THE HOUND OF THE BASKERVILLES is now rightly regarded as one of Hammer's greatest movies. Peter Cushing is exemplary as Holmes, portraying the character as incredibly intelligent, resourceful and at the same time very arrogant when he needs to be. Although when he is arrogant he usually has good reason to be. His performance not only makes him the definitive screen Holmes, but it is another addition to his impressive portfolio of fine performances up there with Dr Van Helsing in Dracula (1958) and his many incarnations as Baron Frankenstein. Andre Morell is also on top form as Dr Watson who wisely chooses not to play the part as a bumbling muddle head, which so many actors have made the mistake of doing in the past.
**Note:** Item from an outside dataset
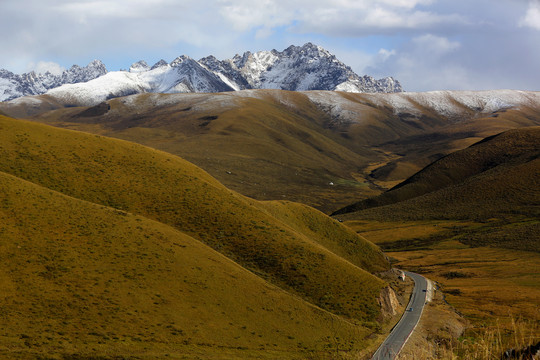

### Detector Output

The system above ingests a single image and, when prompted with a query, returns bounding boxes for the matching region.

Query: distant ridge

Christopher Lee is also excellent as Sir Henry Baskerville and he makes the best of what appears to be an undemanding role. Terence Fisher's direction is outstanding as he invests the proceedings with a genuine sense of evil and menace that has never been equaled in any other Sherlock Holmes film before or since. Fisher is most ably assisted by cameraman Jack Asher and composer James Bernard who turns in a wonderfully haunting and occasionally romantic score. Today, this picture is considered by some to be the best ever Sherlock Holmes film and it is certainly a strong contender for that title.